Picture any nature movie where there's one animal to rule the forest or tribe of animals. That's a legendary animal.
 


Legendary: Creatures of legends, like the Tarasque, werewolves, yeti, etc.

Mythical: Creatures of myths (which are just a mixed soup of old religions and older legends), like the sphinx, the genies, and the most classical-looking amongst fiends and celestials. Most Fey and Magical Beasts.

Iconic: Creatures iconic of D&D's own pulpish take on heroic fantasy, with beholders and mindflayers.

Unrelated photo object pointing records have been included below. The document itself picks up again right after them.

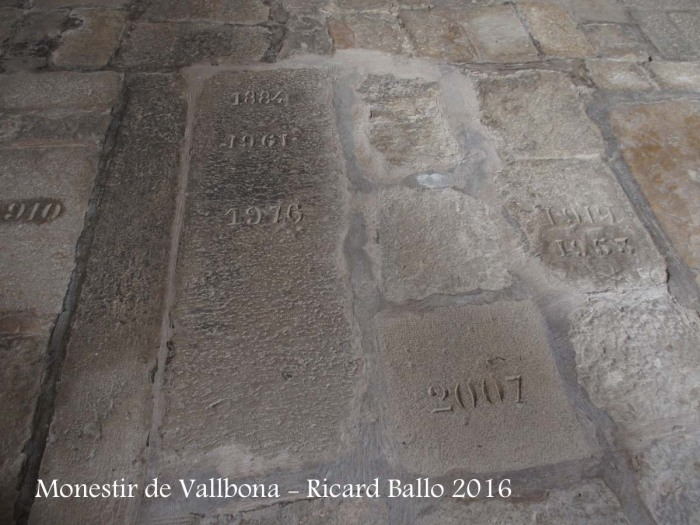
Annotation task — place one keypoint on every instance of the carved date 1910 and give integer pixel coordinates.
(271, 214)
(37, 211)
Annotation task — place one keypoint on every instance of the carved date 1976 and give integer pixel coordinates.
(271, 214)
(37, 211)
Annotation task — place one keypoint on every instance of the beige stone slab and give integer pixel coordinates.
(669, 481)
(262, 365)
(437, 242)
(590, 503)
(376, 31)
(579, 224)
(102, 419)
(537, 114)
(677, 75)
(661, 145)
(405, 122)
(229, 11)
(619, 76)
(156, 46)
(60, 90)
(555, 31)
(476, 388)
(637, 358)
(94, 42)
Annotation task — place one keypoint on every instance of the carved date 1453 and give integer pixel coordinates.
(270, 214)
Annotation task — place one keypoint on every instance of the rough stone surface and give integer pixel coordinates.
(103, 408)
(591, 503)
(662, 148)
(377, 31)
(406, 123)
(537, 115)
(168, 45)
(489, 34)
(556, 33)
(229, 11)
(670, 478)
(619, 76)
(484, 350)
(618, 41)
(92, 44)
(637, 358)
(437, 242)
(677, 75)
(587, 235)
(246, 263)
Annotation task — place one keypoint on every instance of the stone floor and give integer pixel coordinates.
(273, 240)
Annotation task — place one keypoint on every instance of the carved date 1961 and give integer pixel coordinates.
(271, 214)
(37, 211)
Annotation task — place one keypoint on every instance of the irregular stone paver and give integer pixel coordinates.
(509, 411)
(591, 503)
(375, 31)
(167, 45)
(556, 33)
(406, 123)
(488, 34)
(661, 145)
(262, 256)
(102, 418)
(437, 242)
(93, 43)
(677, 75)
(620, 76)
(537, 114)
(637, 357)
(232, 12)
(670, 478)
(586, 235)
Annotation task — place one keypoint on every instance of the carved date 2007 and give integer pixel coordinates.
(271, 214)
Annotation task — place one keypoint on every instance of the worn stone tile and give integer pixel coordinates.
(591, 503)
(677, 75)
(167, 45)
(618, 76)
(22, 361)
(437, 242)
(406, 123)
(377, 31)
(438, 34)
(306, 34)
(481, 382)
(102, 417)
(661, 145)
(229, 11)
(666, 36)
(599, 11)
(637, 358)
(669, 472)
(499, 36)
(579, 224)
(288, 212)
(555, 31)
(537, 114)
(61, 90)
(93, 43)
(618, 41)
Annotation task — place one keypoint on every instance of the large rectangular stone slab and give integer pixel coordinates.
(102, 419)
(661, 145)
(476, 387)
(261, 364)
(579, 224)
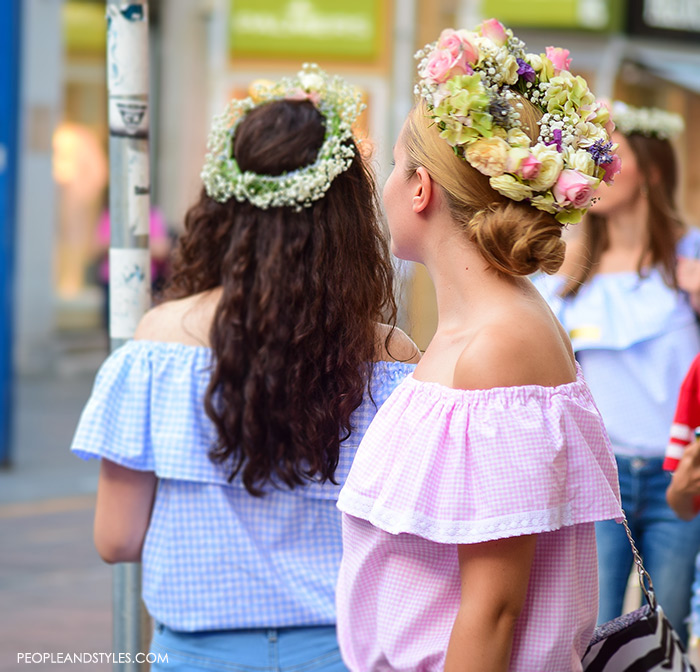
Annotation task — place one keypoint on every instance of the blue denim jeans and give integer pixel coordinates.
(310, 649)
(667, 544)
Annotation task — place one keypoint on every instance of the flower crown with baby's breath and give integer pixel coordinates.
(650, 121)
(339, 104)
(473, 83)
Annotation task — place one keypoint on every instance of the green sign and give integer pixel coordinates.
(594, 15)
(84, 27)
(329, 29)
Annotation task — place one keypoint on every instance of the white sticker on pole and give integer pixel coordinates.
(129, 289)
(127, 69)
(139, 189)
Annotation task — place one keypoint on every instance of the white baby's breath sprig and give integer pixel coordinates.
(339, 103)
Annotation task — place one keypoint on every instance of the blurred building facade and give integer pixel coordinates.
(204, 51)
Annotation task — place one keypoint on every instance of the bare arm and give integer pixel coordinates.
(123, 511)
(494, 577)
(688, 276)
(682, 494)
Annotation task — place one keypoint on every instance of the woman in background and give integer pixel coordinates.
(627, 295)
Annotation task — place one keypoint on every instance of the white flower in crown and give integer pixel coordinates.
(474, 83)
(338, 103)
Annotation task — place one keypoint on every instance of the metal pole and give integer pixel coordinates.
(10, 36)
(129, 258)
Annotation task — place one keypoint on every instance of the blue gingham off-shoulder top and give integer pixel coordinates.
(214, 556)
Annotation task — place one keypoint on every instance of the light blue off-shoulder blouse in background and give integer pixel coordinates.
(215, 557)
(635, 339)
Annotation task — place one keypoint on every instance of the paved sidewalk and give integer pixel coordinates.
(55, 591)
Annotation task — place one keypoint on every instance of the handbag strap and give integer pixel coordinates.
(642, 574)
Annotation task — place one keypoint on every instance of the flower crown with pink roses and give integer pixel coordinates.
(473, 83)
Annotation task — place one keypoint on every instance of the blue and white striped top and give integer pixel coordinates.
(214, 556)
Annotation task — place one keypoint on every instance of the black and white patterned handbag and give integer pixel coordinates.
(642, 641)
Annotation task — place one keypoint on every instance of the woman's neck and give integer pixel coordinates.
(464, 283)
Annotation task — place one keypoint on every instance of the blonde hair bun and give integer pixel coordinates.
(516, 239)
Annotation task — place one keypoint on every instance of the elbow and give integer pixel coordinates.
(113, 550)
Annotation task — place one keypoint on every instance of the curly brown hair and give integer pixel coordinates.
(294, 333)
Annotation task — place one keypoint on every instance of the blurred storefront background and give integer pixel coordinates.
(202, 52)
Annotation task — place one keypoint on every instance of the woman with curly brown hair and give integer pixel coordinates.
(227, 427)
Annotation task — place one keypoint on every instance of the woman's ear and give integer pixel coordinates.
(423, 190)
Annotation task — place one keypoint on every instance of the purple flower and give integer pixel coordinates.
(556, 135)
(600, 151)
(526, 71)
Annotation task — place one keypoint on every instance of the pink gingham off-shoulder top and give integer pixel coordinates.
(440, 467)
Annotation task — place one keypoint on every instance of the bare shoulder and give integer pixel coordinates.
(398, 348)
(515, 352)
(184, 321)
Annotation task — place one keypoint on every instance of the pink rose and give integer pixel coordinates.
(450, 40)
(530, 167)
(495, 31)
(573, 188)
(612, 169)
(442, 65)
(471, 51)
(559, 57)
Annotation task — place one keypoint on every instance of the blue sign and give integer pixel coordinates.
(10, 31)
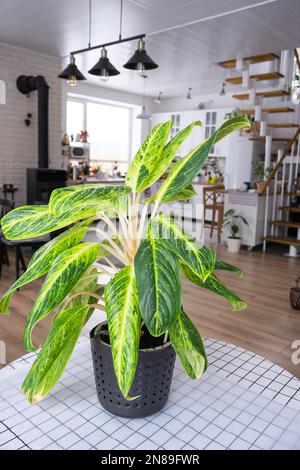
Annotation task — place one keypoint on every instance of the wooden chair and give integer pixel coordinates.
(213, 200)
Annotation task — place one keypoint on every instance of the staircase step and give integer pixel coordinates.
(295, 210)
(283, 109)
(274, 139)
(284, 223)
(255, 59)
(263, 94)
(283, 240)
(282, 125)
(260, 77)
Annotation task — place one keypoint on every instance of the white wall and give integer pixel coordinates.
(182, 104)
(18, 150)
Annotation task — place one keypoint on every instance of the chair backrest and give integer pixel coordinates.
(6, 206)
(213, 195)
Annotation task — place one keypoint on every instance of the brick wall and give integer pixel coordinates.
(18, 143)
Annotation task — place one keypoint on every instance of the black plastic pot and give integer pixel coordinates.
(151, 383)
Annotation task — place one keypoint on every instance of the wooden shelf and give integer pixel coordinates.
(255, 59)
(288, 224)
(295, 210)
(263, 94)
(274, 139)
(283, 240)
(283, 125)
(261, 77)
(284, 109)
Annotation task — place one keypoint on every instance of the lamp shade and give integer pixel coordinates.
(104, 67)
(140, 59)
(144, 114)
(71, 71)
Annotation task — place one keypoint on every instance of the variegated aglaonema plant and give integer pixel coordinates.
(146, 290)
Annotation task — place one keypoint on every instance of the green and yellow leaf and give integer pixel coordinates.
(158, 279)
(34, 221)
(59, 345)
(124, 324)
(65, 272)
(213, 284)
(142, 172)
(43, 259)
(188, 345)
(55, 353)
(200, 259)
(159, 165)
(183, 195)
(87, 196)
(222, 266)
(185, 170)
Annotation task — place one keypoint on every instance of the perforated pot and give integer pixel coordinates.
(151, 383)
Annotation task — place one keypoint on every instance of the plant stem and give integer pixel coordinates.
(96, 307)
(111, 264)
(121, 255)
(90, 294)
(156, 206)
(142, 222)
(101, 267)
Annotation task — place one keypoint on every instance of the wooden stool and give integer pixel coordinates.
(213, 199)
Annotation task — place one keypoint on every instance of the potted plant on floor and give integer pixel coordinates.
(232, 220)
(134, 351)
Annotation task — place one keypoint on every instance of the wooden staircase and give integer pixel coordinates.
(262, 94)
(260, 77)
(282, 187)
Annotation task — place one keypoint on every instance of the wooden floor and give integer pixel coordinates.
(268, 326)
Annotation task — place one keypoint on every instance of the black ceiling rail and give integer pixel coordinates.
(107, 44)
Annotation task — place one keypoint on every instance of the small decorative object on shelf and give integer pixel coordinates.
(84, 136)
(295, 295)
(134, 352)
(260, 174)
(65, 139)
(232, 220)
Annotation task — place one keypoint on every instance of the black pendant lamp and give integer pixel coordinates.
(71, 73)
(104, 68)
(140, 61)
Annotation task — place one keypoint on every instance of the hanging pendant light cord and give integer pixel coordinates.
(90, 23)
(121, 19)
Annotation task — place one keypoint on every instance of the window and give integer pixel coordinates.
(2, 92)
(110, 128)
(210, 125)
(109, 131)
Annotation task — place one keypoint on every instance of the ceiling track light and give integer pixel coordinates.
(144, 115)
(71, 73)
(189, 94)
(104, 68)
(158, 99)
(140, 61)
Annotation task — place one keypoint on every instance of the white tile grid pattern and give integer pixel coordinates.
(242, 402)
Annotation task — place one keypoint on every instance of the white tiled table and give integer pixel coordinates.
(242, 402)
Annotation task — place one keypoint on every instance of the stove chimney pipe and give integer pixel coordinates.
(26, 84)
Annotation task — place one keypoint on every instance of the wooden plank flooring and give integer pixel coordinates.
(268, 326)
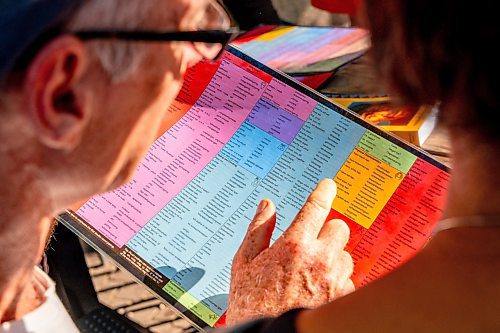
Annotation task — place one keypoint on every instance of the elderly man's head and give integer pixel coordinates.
(81, 114)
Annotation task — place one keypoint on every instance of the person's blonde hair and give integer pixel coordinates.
(118, 58)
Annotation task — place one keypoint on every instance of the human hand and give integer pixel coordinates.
(306, 267)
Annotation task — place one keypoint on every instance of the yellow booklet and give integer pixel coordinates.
(412, 124)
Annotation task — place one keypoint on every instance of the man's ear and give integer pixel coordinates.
(56, 103)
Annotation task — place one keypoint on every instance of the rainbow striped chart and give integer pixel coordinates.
(293, 49)
(244, 133)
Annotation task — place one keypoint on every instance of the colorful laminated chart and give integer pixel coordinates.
(243, 132)
(305, 49)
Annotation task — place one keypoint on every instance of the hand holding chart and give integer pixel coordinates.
(308, 259)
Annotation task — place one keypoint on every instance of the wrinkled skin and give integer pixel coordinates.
(306, 267)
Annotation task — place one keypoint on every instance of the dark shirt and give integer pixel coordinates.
(282, 324)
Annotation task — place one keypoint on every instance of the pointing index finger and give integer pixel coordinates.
(313, 214)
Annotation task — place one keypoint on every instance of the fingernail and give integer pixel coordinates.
(262, 206)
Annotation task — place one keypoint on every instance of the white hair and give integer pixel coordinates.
(119, 59)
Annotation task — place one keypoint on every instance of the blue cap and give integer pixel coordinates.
(23, 21)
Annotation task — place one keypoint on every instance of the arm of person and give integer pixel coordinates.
(37, 309)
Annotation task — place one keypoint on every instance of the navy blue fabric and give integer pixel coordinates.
(23, 21)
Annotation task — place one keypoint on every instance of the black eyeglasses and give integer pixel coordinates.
(209, 43)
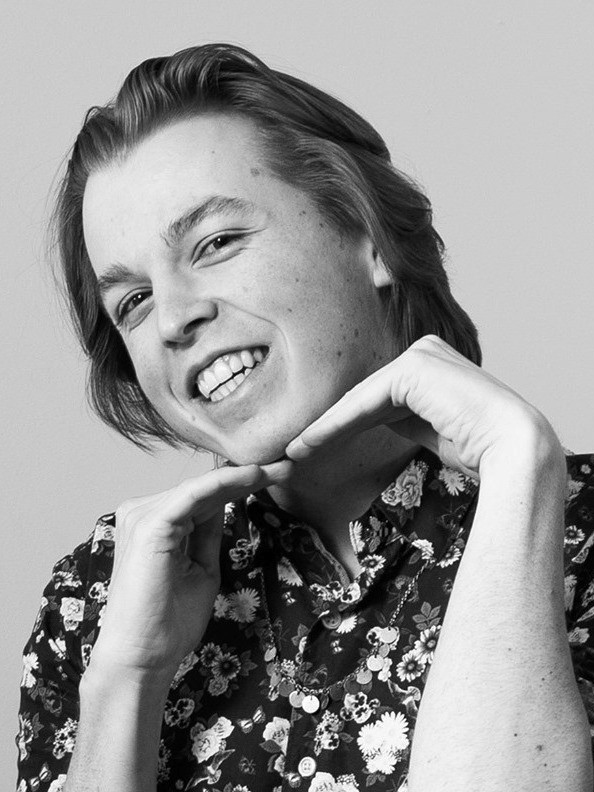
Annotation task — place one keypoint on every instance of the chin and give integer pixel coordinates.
(261, 455)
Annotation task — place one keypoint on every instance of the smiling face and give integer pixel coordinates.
(214, 270)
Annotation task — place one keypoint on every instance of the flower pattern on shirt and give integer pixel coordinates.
(304, 679)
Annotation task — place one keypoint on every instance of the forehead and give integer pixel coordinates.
(183, 162)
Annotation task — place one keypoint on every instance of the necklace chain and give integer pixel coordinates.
(303, 695)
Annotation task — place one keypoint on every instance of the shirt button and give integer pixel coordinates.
(331, 621)
(307, 766)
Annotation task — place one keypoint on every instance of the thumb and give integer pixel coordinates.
(204, 543)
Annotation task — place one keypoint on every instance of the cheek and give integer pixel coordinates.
(150, 372)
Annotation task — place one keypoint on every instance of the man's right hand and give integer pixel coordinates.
(166, 571)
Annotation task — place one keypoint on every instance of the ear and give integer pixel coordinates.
(382, 276)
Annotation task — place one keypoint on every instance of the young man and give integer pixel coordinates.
(251, 276)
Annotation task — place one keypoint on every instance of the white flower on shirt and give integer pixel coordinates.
(570, 584)
(103, 533)
(384, 672)
(347, 624)
(277, 730)
(64, 739)
(453, 480)
(426, 548)
(573, 535)
(186, 664)
(325, 782)
(221, 606)
(71, 611)
(58, 647)
(573, 488)
(98, 591)
(356, 534)
(408, 487)
(426, 643)
(451, 555)
(243, 604)
(208, 742)
(382, 742)
(287, 573)
(411, 666)
(381, 763)
(578, 635)
(30, 664)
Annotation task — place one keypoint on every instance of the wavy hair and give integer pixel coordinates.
(310, 140)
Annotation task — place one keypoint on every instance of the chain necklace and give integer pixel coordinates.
(310, 699)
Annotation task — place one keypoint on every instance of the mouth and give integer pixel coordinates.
(227, 373)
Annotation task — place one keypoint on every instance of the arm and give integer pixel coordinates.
(165, 578)
(118, 735)
(501, 708)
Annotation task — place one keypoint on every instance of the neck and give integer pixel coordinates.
(337, 486)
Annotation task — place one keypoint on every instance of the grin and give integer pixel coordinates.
(225, 374)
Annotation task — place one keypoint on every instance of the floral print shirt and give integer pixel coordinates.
(304, 679)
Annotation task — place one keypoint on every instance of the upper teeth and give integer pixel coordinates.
(227, 372)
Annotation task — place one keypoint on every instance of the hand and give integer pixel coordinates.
(434, 396)
(166, 570)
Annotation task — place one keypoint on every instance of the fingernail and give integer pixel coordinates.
(297, 449)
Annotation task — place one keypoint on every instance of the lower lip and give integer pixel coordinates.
(241, 389)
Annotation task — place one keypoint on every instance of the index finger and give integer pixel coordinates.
(365, 406)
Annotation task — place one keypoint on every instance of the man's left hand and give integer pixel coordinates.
(434, 396)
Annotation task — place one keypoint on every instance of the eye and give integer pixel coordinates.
(220, 242)
(129, 303)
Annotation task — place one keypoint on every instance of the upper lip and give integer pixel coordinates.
(210, 357)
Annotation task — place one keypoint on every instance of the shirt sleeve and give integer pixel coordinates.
(579, 575)
(52, 668)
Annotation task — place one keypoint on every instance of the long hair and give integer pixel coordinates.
(310, 140)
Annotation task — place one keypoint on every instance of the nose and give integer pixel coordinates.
(179, 315)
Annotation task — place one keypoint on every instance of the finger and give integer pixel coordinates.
(199, 498)
(367, 405)
(203, 545)
(418, 431)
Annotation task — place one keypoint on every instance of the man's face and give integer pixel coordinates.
(213, 268)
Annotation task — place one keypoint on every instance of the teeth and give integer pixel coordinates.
(225, 374)
(235, 363)
(247, 358)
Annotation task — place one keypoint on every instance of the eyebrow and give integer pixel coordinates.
(215, 205)
(118, 274)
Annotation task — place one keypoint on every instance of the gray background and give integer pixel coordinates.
(489, 105)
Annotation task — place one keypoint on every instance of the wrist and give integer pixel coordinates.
(102, 675)
(530, 452)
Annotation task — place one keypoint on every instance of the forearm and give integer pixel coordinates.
(118, 735)
(501, 708)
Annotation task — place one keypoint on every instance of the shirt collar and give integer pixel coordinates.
(424, 506)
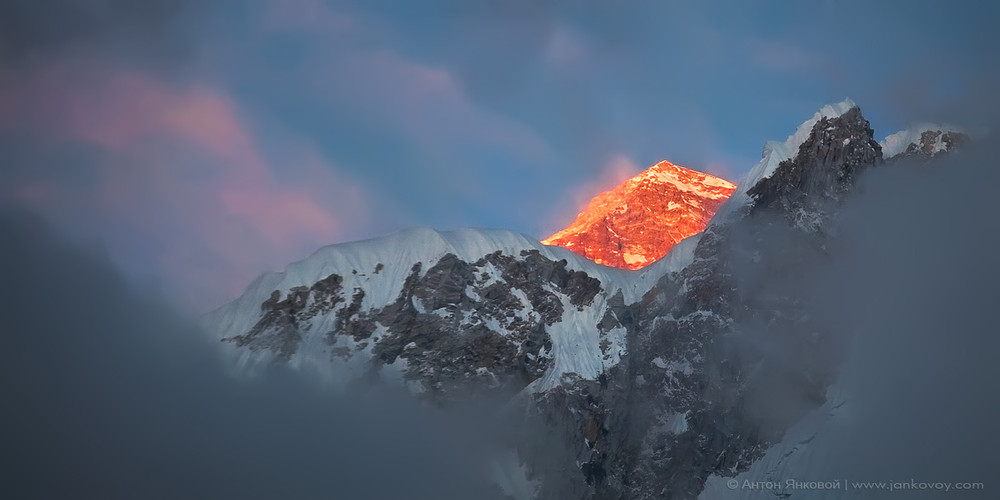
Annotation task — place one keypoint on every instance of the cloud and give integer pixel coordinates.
(109, 395)
(425, 103)
(179, 169)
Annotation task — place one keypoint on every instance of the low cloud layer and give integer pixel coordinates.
(110, 396)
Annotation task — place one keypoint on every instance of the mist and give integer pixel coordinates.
(917, 288)
(108, 394)
(902, 294)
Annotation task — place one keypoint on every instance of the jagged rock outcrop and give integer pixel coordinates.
(639, 221)
(692, 398)
(629, 385)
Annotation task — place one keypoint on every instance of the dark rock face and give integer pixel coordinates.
(459, 327)
(823, 172)
(721, 358)
(928, 145)
(698, 393)
(278, 328)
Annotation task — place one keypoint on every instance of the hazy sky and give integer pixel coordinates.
(203, 142)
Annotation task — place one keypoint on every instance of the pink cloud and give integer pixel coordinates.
(296, 16)
(427, 104)
(183, 171)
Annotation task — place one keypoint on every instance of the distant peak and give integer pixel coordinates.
(641, 219)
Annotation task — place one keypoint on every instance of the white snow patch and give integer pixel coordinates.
(895, 144)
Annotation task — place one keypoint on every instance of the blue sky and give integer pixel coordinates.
(202, 143)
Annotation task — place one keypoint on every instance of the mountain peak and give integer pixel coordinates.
(641, 219)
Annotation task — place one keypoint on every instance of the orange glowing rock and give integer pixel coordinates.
(640, 220)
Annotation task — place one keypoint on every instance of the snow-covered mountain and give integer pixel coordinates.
(639, 221)
(645, 383)
(926, 139)
(434, 308)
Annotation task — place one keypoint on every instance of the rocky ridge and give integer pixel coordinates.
(644, 383)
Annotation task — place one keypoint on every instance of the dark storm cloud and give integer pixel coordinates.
(31, 30)
(106, 395)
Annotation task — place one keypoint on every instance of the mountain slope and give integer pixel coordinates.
(628, 384)
(437, 309)
(640, 220)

As someone said, mostly aberrations and oozes.
 


Giant animals
Griffons, hippogriffs and other 'animal combo' critters
Giant bugs of various sort
Fairies of all kinds
Elves and dwarves
Elementals

Really, ultimately, most of the monsters in dnd are either based in mythology or are iconic dnd creatures.
 

Alright, what I meant by legendary/mythical/iconic was a single category that includes creature types that are found ALSO outside of the fantasy genre - which generally (but perhaps not only) means myths, legends and (fairy-)tales.
 

Roman said:
Alright, what I meant by legendary/mythical/iconic was a single category that includes creature types that are found ALSO outside of the fantasy genre - which generally (but perhaps not only) means myths, legends and (fairy-)tales.
And that pretty much includes everything that isn't a unique to D&D monster.
 

Doug McCrae said:
Orcs are probably the most iconic DnD monster. They're the first thing that comes into my mind. Way before dragons.

The irony of this is killing me. Do you think this is the case due to the gamer penchant for reducing everything to acronyms?